Bevis frowned, but went on. "And I shall send one of my soldiers to be with you, and you will send one of yours to be with me--"
"Whatever for?" said Ted. "That's a curious thing."
"Well, it's to know when to begin. When we are all there, we'll hoist up a flag--a handkerchief will do on a stick--and you will hoist up yours, and then when the war is to begin, you will send back my soldier, and I will send back yours, and they will cross each other as they are running, and when your soldier reaches you, and mine reaches me--"
"I see," said Ted, "I see. Then we are to march out so as to begin quite fair."
"That's it," said Bevis. "So as to begin at the same minute, and not one before the other.
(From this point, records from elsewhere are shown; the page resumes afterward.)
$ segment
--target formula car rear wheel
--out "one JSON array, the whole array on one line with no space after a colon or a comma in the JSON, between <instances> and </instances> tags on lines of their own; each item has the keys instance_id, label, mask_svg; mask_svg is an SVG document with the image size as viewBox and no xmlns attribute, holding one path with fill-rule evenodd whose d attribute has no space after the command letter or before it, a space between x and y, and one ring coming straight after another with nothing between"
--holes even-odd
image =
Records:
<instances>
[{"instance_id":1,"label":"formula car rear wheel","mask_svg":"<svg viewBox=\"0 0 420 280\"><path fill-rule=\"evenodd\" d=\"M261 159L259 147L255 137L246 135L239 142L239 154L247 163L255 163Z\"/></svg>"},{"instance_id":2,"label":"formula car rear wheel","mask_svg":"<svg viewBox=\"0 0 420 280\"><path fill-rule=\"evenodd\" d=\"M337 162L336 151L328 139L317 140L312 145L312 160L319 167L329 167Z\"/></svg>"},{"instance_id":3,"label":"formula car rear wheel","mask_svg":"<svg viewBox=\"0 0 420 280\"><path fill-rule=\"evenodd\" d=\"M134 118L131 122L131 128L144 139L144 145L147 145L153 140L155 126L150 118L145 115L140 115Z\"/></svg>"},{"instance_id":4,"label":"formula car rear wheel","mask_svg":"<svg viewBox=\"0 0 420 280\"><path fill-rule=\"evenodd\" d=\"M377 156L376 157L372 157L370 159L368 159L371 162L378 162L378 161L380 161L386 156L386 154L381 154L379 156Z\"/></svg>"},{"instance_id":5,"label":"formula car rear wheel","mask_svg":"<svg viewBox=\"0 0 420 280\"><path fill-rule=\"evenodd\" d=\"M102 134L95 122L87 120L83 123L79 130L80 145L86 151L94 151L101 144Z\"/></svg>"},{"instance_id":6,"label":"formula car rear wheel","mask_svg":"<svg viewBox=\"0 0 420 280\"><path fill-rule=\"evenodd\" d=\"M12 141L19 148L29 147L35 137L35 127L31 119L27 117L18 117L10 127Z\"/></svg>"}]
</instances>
I have got it all ready, and you need not have sent people to worry me to make haste about the war."
"Well, how was I to know if you never said anything?" said Ted.
"And who are we to be?" said Val. "Saxons and Normans, or Crusaders, or King Arthur--"
"We're all to be Romans," said Bevis.
"Then it will be the Civil War," said Phil, who had read most history.
"Of course it will," said Bevis, "and I am to be Julius Caesar, and Ted is to be Pompey."
"I won't be Pompey," said Ted; "Pompey was beat."
"You must," said Bevis.
"I shan't."
"But you _must_."
"I won't be beaten."
"I shall beat you easily."
"That you won't," very warmly.
"Indeed I shall," said Bevis quite composedly, "as I am Caesar I shall beat you very easily."
"Of course we shall," added Mark.
"You won't; I've got the biggest soldiers, and I shall drive you anyhow."
"No, you won't."
"I've got Val and Phil and Tim, and I mean to have Ike, so now--"
"There, I told you," said Mark to Bevis. "He's got all the biggest, and Ike is a huge big donk of a fellow."